The writer suggests that that land should be converted to a public park with trees planted and benches, water ponds/fountains erected. People could sit and enjoy/relax in busy Pettah. Part of the area may be used to build a children’s play area, also a large multistorey car park (in the Railway Station end) as parking is a major problem in Pettah/Fort. After Vihara Maha Devi Park we do not have any good parks in Colombo. Such a new Park would also become a huge tourist attraction.

It is good that the pavement hawkers have now returned to Pettah, though in a limited way.

It is ludicrous to think that Pettah should be a calm/quiet place. It was never intended to be so.

Due to its close proximity to Fort Railway Station and the Central Bus Stand (both SLTB and private), Pettah will continue to grow and stay busy. And we should build Pettah in that context.  The authorities should allow trade and commerce to flourish in Pettah steadily.  Again, they should reconsider the decision, they must try to preserve the Manning Market in the current location.

The areas around the SLTB and private bus stands are unclean and unhygienic. They are eyesores. The offensive smell that emanates from the Beira Lake especially from around Customs Office/Lake House areas is unbearable. It is sad that the authorities do not pay attention to these (we want Sri Lanka to become the ‘Wonder of Asia!).

Many thousands frequent Pettah daily, including tourists.

It is good that new toilets (paid) have been built, but they do not seem to be clean.

The recent establishment of the ‘Pettah Floating Market’ (PFM) is a good concept. It gave Pettah a new dimension, with its magnificent waterfront becoming exposed.  However, there seems to be lack of commercial activity there (except the Bake House). The current shops have less  business. This area can be developed into an open food court (Hela Bojun/Diyatha Uyana styles). The eateries in Olcott Mawatha are not up to the standard; also, they do not have variety. Some of the shops by PFM’s railway track side can be converted to trendy cafes. It will be good to encourage people to use the PFM promenade also as a walking track (for exercise). For this, the areas up to Technical Junction and thereafter to Maradana Junction (opposite Elphinstone) should be well paved. More shady trees and benches would be needed. The authorities must ensure that water in this area of the PFM Beira Lake is not toxic/harmful.

The recent establishment of the small shop owners’ stalls where items like clothes, caps and footwear are sold may be a good thing. True they are highly congested, but Pettah’s ‘crowded’ identity allows that. The only drawback is that this new erection has resulted in the permanent shut down of the road behind the Bo Tree. Due to this, Pettah’s traffic congestion has worsened.

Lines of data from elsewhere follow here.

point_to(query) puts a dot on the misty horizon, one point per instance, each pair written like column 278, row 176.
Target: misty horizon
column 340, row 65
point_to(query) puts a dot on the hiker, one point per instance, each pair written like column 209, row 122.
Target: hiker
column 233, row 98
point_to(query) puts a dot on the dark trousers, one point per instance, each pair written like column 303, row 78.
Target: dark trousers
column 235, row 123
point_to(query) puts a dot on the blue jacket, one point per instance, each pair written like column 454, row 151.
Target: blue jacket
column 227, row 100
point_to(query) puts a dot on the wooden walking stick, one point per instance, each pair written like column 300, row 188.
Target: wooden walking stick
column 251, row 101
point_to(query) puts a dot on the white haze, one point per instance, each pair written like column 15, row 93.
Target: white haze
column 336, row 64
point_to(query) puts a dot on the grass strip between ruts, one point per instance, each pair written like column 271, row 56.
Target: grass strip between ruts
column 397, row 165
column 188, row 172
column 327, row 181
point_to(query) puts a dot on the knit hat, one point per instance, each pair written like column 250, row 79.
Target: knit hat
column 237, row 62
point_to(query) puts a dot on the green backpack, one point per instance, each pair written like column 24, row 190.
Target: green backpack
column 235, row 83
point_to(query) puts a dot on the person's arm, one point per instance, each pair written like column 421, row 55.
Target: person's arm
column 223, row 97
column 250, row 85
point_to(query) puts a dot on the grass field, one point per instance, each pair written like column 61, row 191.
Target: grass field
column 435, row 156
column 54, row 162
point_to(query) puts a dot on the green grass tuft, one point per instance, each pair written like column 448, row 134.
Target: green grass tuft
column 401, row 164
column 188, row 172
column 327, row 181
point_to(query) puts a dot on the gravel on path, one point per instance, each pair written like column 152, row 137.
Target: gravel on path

The condition of the new vegetable/fruit market (retail) established closer to Gaspaha Junction is of menial standard. In an open, empty building vendors keep items on the floor as no proper stands/stalls have been erected.  Erection of benches  should be considered; keeping food on the floor is unattractive and un-hygienic. This is a very basic facility, it resembles a village pola. There is no running water there. Compared with what Pettah used to have, what it needs is a  better, high standard  retail vegetable/fruit market.

Again, what the authorities should do is to build/develop Pettah. By doing this, if Pettah becomes busier, so be it.  We should not dismantle institutions and restrict crowds there, but allow Pettah to grow; freely, lively and uninterruptedly.

One Response to “Don’t kill Pettah”

  1. Nimal Says:

    Let people bring their produce to be sold.